Whatever happen to getting a PG through free agency? Steve Blake, Mo Williams, and that Greek guy are avaliable. 

Do yall think Conley is more NBA ready than Acie Law? Who went to college 4 years.


----------



## ATLien

I think Conley is a better passer than Law. It's difficult to say how NBA ready Conley actually is, but he is the best PG in this draft. If you want a veteran point guard, I rather get one through trade like Mike Bibby, Jarrett Jack, or one of Toronto's.


----------



## HB

The problem is Wright is definitely going to be a better player than Conley and Shelden down the line.


----------



## Da Grinch

master8492 said:


> Thing is the Hawks have Josh Smith and Shelden Williams who play at the 4 already.
> 
> Mo Will is a free agent and Foye is more of a SG.
> 
> Also Conley is being compare to C.Paul and Deron Williams. He is a pure PG who play defense... sounds good to me.

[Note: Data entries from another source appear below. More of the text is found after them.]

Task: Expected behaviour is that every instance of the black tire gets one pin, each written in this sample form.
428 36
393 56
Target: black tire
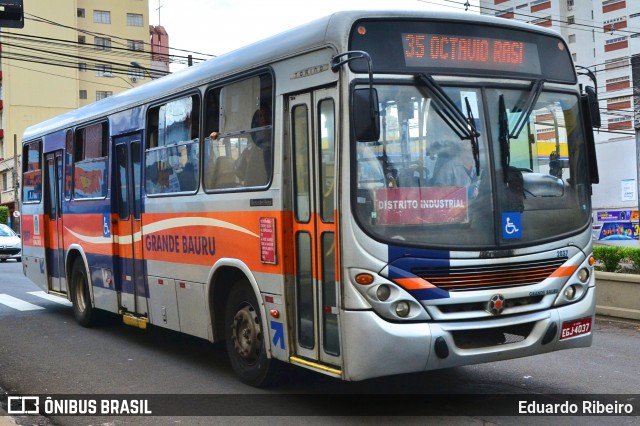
83 310
245 339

when I see josh start to post up legit 4's i'll believe he is a 4, until then he is a 3 possibly a 3/4 type, someone whose body is exceptional enough he can defend multiple positions , but is really just a small forward.

they drafted foye to eventually play the 1 in their plan to have a mccants-foye backcourt.

the bucks have given every indication that they are the front runners for mo's services, besides they traded TJ because they knew he was ready to run the team , its hard to believe after 1 very good season from him they would abandon that.

and conley most often is compared to TJ ford a good player but not some1 you would take at 3.


----------



## HB

I didnt even know they had the 11th pick. Why in the world dont they pick Law at that point. Wright and Law is a much better combination than Conley and whoever they hope to get at 11


----------



## ATLien

Da Grinch, Josh Smith actually played most of his minutes at the power forward spot last year. He can play either one, if Atlanta had a good PF he would have played most of his minutes at the 3. He is really quite strong for a small forward and can handle most PF's in this league except for the elite ones like Tim Duncan.


----------



## ATLien

HB said:


> I didnt even know they had the 11th pick. Why in the world dont they pick Law at that point. Wright and Law is a much better combination than Conley and whoever they hope to get at 11


Because Acie Law is more of a shooting guard and Brandan Wright just adds to Atlanta's gazillion forwards?


----------



## HB

TheATLien said:


> Because Acie Law is more of a shooting guard and Brandan Wright just adds to Atlanta's gazillion forwards?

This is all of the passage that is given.